Abstract

The correlation structure between apparent soil electrical conductivity (ECa) and various soil properties can often appear radically dissimilar in different field surveys. Ideally, some type of methodology for survey data validation should be developed that can predict the expected correlation structure between ECa survey data and various soil properties, given information about the soil properties themselves. In this paper, we review an existing model for ECa and hypothesize that this model can be used to accurately predict the expected correlation structure between ECa data and multiple soil properties of interest (such as soil salinity, saturation‐paste percentage, and soil water content).
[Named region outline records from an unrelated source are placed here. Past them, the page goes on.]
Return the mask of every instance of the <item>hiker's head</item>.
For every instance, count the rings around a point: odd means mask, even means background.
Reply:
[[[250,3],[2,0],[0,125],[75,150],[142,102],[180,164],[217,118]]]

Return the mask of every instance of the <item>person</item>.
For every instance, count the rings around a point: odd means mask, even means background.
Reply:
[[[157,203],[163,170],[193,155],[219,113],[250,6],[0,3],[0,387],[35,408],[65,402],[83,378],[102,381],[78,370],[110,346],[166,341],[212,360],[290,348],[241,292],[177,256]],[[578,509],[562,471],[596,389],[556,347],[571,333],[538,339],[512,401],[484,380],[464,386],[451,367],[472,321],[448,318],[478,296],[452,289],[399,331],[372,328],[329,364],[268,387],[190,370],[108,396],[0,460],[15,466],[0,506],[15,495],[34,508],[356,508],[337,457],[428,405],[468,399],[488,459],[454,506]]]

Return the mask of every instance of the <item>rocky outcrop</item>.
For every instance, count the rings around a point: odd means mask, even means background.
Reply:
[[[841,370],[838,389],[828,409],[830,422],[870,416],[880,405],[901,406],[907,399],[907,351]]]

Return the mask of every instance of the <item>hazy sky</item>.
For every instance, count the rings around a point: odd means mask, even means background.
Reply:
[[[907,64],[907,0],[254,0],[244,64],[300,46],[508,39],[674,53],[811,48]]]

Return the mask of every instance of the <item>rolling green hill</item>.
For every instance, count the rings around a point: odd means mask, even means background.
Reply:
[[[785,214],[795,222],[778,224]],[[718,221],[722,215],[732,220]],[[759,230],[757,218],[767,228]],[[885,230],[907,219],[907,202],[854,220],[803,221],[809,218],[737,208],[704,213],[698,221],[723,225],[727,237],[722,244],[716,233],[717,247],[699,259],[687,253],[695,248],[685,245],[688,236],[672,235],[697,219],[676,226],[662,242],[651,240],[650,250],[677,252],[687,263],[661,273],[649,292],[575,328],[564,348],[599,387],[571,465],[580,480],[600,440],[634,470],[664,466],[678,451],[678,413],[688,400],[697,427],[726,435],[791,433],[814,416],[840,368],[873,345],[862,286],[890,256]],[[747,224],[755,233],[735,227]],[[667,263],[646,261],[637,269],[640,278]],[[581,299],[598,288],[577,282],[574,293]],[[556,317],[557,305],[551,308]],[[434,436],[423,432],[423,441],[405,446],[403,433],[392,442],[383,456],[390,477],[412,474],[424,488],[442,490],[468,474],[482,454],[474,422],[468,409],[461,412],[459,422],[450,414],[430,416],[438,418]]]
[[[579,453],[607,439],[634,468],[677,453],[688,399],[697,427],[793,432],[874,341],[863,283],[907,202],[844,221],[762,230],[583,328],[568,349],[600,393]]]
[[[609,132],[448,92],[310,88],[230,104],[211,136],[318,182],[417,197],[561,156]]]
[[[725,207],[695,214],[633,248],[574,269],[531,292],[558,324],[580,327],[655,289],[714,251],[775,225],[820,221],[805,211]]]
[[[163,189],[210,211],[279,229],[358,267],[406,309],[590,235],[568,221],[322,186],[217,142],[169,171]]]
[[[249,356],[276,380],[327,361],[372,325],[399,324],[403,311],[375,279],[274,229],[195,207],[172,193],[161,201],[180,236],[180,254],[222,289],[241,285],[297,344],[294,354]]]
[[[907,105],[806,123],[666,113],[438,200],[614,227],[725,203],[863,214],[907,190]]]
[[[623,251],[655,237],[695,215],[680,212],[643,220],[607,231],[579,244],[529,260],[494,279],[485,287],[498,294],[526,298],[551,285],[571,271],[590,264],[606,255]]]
Our objective is twofold: (i) to demonstrate how this model can be employed to produce the expected correlation structure and (ii) to extend this ECa model to handle survey data collected under low water content situations by dynamically adjusting the model's assumed water content function. This adjustment can be estimated using acquired ECa signal and soil sample data, and its statistical significance can be determined for each specific survey situation. We demonstrate both of these techniques using acquired electromagnetic induction signal data and measured soil properties of interest from 12 different field salinity surveys performed in California and Colorado and in Alberta, Canada. Results from these 12 surveys suggest that the ordinary model is able to accurately predict the expected correlation structure between conductivity and soil property when the water content is near field capacity and that the dynamically adjusted model is able to substantially improve the accuracy of the predicted correlation structure when the water content is significantly below field capacity.